In [None]:
# Install necessary libraries
# !pip install transformers pandas matplotlib

# Step 1: Load the CSV dataset
import pandas as pd

# Load the dataset
dataset = pd.read_csv("wine_reviews.csv")
print("Dataset Loaded Successfully!")
dataset.head()

# Step 2: Import HuggingFace Pipeline and Select the Zero-Shot Classification Model
from transformers import pipeline

# Define the zero-shot classification model
classifier = pipeline("zero-shot-classification", model="facebook/bart-large-mnli")
print("Model Loaded: facebook/bart-large-mnli")
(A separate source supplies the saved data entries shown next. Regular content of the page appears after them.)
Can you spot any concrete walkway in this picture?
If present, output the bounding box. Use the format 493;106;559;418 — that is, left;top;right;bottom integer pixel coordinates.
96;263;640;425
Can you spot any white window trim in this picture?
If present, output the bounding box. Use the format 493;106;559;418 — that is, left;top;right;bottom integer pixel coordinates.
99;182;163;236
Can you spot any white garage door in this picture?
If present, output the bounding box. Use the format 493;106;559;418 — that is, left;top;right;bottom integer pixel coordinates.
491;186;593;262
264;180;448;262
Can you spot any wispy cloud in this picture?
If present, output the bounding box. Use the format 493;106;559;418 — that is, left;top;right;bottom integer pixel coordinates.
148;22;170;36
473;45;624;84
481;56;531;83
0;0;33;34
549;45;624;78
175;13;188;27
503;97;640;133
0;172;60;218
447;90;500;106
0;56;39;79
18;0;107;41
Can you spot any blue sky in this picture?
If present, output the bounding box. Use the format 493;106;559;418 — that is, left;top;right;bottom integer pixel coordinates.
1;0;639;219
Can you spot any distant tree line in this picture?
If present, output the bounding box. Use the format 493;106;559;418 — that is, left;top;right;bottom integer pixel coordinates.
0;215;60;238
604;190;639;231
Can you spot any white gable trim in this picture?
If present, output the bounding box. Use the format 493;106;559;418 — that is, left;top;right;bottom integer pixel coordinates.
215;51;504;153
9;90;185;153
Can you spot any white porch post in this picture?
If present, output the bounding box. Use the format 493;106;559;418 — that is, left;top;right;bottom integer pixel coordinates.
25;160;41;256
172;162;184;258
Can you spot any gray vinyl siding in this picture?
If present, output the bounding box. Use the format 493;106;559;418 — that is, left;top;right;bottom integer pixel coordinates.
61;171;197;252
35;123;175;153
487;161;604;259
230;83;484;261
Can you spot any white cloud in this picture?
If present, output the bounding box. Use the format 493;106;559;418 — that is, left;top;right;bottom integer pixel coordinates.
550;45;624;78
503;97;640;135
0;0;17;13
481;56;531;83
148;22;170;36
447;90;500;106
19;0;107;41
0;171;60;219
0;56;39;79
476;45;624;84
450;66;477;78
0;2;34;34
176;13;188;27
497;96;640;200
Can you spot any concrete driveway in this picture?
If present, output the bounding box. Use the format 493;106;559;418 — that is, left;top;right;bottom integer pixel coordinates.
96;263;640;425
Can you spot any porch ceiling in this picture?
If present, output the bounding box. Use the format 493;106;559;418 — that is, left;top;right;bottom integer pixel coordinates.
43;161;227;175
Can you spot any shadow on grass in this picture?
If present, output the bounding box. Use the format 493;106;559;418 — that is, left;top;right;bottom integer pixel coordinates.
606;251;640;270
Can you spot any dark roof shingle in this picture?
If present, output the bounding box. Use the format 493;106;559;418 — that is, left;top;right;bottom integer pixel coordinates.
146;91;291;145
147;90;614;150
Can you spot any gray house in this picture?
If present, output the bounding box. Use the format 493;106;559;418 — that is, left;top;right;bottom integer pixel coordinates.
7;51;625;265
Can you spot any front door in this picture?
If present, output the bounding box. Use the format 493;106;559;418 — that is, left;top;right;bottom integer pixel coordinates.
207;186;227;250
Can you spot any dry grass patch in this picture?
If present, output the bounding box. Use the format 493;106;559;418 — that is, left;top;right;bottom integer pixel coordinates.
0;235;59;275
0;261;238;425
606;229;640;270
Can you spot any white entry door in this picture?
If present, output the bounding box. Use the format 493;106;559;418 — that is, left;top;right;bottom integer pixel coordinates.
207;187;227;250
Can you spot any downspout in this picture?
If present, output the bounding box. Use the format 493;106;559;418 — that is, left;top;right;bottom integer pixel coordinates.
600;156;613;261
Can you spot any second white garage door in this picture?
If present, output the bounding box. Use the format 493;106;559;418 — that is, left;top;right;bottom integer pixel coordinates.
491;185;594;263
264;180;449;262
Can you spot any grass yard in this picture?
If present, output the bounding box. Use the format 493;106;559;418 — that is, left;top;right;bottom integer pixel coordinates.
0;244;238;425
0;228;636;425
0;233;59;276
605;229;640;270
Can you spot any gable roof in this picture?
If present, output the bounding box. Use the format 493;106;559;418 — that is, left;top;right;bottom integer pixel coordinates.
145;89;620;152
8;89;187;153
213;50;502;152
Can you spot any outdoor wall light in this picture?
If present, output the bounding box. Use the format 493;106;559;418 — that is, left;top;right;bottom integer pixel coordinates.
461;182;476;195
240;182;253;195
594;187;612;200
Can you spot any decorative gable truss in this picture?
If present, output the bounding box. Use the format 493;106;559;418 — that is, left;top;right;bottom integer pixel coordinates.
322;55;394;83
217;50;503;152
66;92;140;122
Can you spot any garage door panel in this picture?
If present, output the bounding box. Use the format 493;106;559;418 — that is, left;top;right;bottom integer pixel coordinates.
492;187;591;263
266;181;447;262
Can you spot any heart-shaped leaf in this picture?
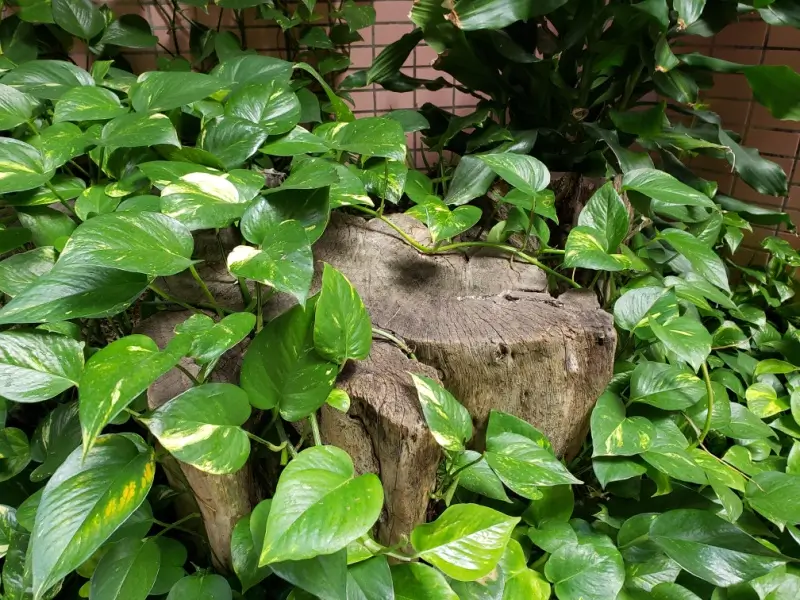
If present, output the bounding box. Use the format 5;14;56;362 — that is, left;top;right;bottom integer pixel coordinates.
622;169;715;208
0;330;83;403
211;55;293;90
328;117;406;161
51;0;105;40
166;573;231;600
544;534;625;600
406;196;482;243
59;212;194;276
31;433;155;600
142;383;251;475
630;362;705;410
161;172;249;230
411;374;473;451
242;187;330;245
259;446;383;565
79;334;187;454
391;563;458;600
174;312;255;364
660;228;730;292
1;60;94;100
591;391;656;457
650;509;786;587
231;500;272;593
475;153;550;195
261;126;330;156
98;113;180;148
0;83;37;130
0;138;53;194
131;71;225;113
241;302;337;420
227;220;313;305
650;316;711;372
225;81;301;134
53;86;128;123
313;264;372;364
89;537;161;600
411;504;519;581
0;247;55;297
29;402;81;482
200;116;267;170
564;226;630;271
577;182;629;251
0;428;31;482
0;264;148;325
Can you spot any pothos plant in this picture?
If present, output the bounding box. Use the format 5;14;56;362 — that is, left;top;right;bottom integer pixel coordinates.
2;0;375;95
0;45;586;600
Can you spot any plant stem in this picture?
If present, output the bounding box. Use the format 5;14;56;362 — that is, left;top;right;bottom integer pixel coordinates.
372;327;416;360
309;412;323;446
349;205;581;289
189;264;223;317
255;282;264;332
175;363;200;385
148;284;199;313
448;453;483;480
360;536;416;562
698;361;714;445
246;431;288;452
45;182;79;219
276;419;298;458
154;513;200;538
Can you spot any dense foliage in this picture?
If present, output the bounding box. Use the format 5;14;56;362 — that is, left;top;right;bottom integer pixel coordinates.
1;0;800;599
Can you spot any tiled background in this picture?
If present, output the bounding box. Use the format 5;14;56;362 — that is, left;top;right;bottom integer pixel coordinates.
82;2;800;258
# Step 3: Define Candidate Labels
candidate_labels = [
    "talks about food combinations",
    "talks about taste",
    "talks about value for money",
    "other"
]

# Step 4: Classify Reviews and Add Predicted Labels
def classify_review(review):
    # Ensure the review text is valid
    if pd.isna(review):
        return "other"
    # Perform classification
    result = classifier(review, candidate_labels)
    return result['labels'][0]  # Return the label with the highest score

# Add the predictions as a new column
dataset['talks_about'] = dataset['review'].apply(classify_review)
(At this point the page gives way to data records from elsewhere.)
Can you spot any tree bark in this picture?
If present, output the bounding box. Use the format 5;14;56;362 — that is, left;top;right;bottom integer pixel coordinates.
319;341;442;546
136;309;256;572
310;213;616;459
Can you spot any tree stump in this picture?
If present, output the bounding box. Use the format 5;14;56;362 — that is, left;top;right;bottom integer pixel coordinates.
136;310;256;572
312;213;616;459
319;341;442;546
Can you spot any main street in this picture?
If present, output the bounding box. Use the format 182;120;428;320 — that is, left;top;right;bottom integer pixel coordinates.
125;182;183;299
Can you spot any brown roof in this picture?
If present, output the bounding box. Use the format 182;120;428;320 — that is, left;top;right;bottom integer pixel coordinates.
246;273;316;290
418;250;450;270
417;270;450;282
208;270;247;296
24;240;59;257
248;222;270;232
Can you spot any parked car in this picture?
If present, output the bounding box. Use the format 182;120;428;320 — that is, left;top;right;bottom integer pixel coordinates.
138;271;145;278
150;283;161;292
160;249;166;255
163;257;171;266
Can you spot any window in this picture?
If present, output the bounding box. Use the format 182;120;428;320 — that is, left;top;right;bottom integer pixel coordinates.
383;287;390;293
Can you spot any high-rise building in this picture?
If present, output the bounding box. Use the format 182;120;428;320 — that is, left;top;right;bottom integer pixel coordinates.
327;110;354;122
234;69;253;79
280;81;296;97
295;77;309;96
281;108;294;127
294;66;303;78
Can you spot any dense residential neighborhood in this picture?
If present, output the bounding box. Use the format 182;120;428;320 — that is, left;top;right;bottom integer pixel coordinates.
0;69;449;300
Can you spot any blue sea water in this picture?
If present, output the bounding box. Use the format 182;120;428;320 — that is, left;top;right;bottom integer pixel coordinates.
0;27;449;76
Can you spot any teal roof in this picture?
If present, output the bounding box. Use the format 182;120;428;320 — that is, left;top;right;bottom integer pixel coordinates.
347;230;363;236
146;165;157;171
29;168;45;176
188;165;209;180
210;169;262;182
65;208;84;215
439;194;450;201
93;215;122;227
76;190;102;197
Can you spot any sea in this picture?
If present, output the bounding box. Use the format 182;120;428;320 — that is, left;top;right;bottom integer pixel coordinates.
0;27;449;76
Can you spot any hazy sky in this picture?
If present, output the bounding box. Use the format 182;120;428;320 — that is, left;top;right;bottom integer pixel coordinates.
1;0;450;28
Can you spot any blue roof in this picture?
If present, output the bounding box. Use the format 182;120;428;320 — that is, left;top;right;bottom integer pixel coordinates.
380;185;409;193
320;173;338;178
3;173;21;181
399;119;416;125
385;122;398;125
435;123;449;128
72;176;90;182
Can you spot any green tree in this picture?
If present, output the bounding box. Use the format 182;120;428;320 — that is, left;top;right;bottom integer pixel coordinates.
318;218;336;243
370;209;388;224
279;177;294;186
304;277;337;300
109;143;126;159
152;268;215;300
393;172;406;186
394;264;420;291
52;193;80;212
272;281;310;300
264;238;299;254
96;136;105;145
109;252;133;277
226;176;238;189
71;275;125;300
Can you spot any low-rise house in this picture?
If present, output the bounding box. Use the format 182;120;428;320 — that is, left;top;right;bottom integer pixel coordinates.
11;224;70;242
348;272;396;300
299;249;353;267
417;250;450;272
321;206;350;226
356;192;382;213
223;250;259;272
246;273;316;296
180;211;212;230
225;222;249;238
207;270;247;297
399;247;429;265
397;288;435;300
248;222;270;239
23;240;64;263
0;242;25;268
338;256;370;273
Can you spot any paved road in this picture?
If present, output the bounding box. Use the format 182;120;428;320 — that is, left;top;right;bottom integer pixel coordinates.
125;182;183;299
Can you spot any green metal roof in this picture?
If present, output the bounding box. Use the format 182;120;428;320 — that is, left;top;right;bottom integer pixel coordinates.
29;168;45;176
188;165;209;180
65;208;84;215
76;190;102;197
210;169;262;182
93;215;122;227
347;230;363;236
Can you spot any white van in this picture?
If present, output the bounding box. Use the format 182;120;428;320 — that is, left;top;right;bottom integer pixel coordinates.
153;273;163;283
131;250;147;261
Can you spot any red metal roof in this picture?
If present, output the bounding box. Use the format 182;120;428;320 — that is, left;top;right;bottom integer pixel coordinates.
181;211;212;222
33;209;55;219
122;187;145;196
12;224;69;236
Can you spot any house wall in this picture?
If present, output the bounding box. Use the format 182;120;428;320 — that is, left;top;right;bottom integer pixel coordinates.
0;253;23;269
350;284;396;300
# Save the updated dataset (optional)
dataset.to_csv("classified_wine_reviews.csv", index=False)
print("Classification Completed and Saved to classified_wine_reviews.csv")
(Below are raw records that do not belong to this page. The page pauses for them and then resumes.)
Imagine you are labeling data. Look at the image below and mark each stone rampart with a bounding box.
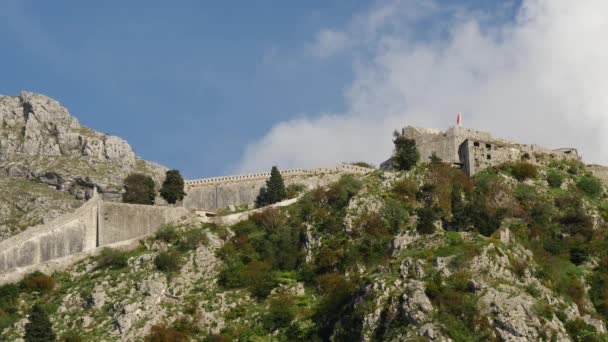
[98,202,189,246]
[0,195,189,276]
[0,194,99,273]
[183,164,372,210]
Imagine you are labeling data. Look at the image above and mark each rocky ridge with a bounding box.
[0,92,166,239]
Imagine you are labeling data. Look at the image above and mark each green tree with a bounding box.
[24,304,55,342]
[160,170,186,204]
[122,173,156,205]
[392,130,420,171]
[256,166,287,207]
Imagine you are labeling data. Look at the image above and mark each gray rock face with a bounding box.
[0,92,167,240]
[0,92,135,164]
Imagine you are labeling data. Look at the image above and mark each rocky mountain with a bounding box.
[2,157,608,341]
[0,92,166,239]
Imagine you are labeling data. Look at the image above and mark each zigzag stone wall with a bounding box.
[183,164,371,210]
[0,193,189,277]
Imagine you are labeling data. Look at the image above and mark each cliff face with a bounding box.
[0,92,166,239]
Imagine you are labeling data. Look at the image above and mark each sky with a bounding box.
[1,0,607,179]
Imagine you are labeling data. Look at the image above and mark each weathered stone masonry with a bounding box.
[0,192,188,275]
[398,126,579,175]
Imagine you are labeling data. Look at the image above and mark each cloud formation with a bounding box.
[238,0,608,173]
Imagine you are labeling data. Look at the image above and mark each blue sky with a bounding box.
[4,0,606,177]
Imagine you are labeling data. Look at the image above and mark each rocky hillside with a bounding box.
[0,92,166,239]
[2,158,608,341]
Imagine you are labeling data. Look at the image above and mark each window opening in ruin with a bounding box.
[486,143,491,149]
[474,142,480,147]
[486,154,491,160]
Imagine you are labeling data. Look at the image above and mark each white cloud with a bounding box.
[308,29,352,58]
[238,0,608,172]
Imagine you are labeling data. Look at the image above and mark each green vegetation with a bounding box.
[160,169,186,204]
[96,248,129,269]
[122,173,156,205]
[392,130,420,171]
[24,304,55,342]
[255,166,287,207]
[154,251,183,273]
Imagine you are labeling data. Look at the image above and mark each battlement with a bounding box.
[185,164,372,188]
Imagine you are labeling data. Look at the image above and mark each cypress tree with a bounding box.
[450,183,466,231]
[256,166,287,207]
[24,304,55,342]
[160,170,186,204]
[122,173,156,205]
[392,130,420,171]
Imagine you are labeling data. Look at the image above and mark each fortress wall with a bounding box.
[0,195,99,272]
[184,164,371,210]
[98,202,189,246]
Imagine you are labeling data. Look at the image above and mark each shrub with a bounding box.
[21,272,55,293]
[263,294,296,331]
[145,324,187,342]
[382,198,408,233]
[391,178,418,202]
[256,166,287,207]
[241,260,276,299]
[154,251,182,273]
[96,248,128,269]
[547,169,566,188]
[286,183,306,198]
[314,273,358,339]
[160,170,186,204]
[24,304,55,342]
[350,161,374,168]
[565,318,602,342]
[392,131,420,171]
[122,173,156,205]
[155,225,179,243]
[509,162,538,181]
[60,331,83,342]
[0,284,19,310]
[576,175,603,198]
[205,334,230,342]
[416,206,439,235]
[177,229,209,251]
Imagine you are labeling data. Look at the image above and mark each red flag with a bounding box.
[457,112,461,127]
# Step 5: Visualize the Spread of Categories
import matplotlib.pyplot as plt

# Count the occurrences of each category
category_counts = dataset['talks_about'].value_counts()

# Plot a bar chart
plt.figure(figsize=(10, 6))
category_counts.plot(kind='bar', color='skyblue', edgecolor='black')
plt.title("Spread of Review Categories")
plt.xlabel("Categories")
plt.ylabel("Number of Reviews")
plt.xticks(rotation=45)
plt.tight_layout()
plt.show()


Dataset Loaded Successfully!